For legal reasons I don’t think I can just post the code, but here’s how to access it:
- Open Hacker News in Safari (no sense in wasting a tab)
- Open Web Inspector (cmd-option-I)
- Open the Scripts tab, click Enable Debugging
- Pause the Javascript interpreter (above "Watch Expressions")
- Refresh the page
- Step through the code line-by-line. Eventually you'll get to the Safari Reader code
The JS code that you now see in the Web Inspector is the article extraction algorithm for Safari Reader. Incredibly, the code is not packed or minified, so by throwing it through jsbeautifier, you can end up with some nice, readable code.

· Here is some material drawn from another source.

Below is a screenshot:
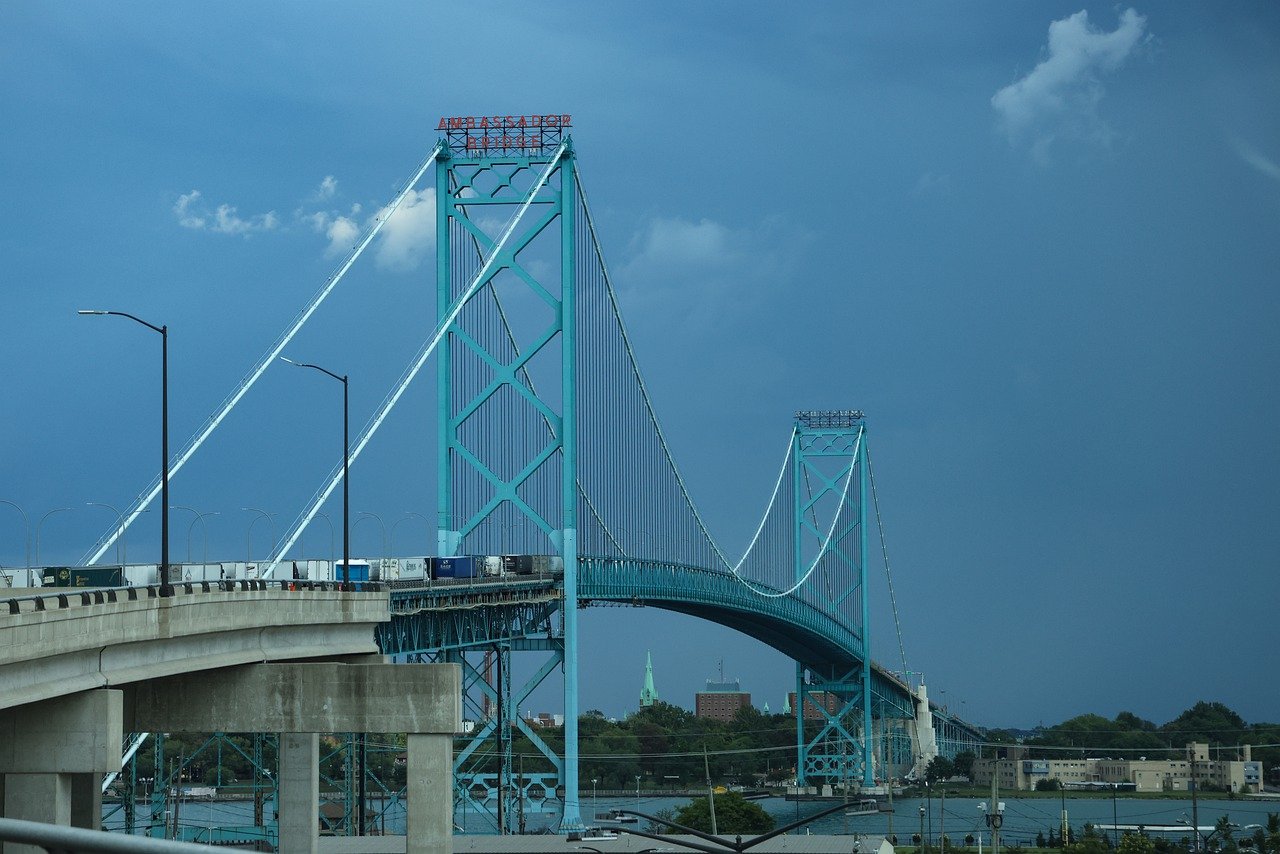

A couple of interesting things I noticed by glancing through the code:
- The script uses a Levenshtein distance calculation sometimes to check if a certain string of text agrees enough with the article to be the title.
- ~1200 lines of Javascript, hundreds of arrays, and not a single splice() call
- The algorithm works by slowly trimming irrelevant DOM nodes, ending up with just the article content
- For a certain body of text to be the primary article candidate, it must have at least 10 commas
- The "#disqus_thread" identifier is one of the few, hardcoded, values the parser automatically skips
- The algorithm also parses next page URL by looking for the link with the best "score"
- You can copy and paste this script into the console of any browser. To run it, you would type:
var ReaderArticleFinderJS = new ReaderArticleFinder(document);
var article = ReaderArticleFinderJS.findArticle();
This code might be valuable to anyone looking to scrape text content from HTML. If anyone has better pointers into the script’s inner workings, feel free to comment!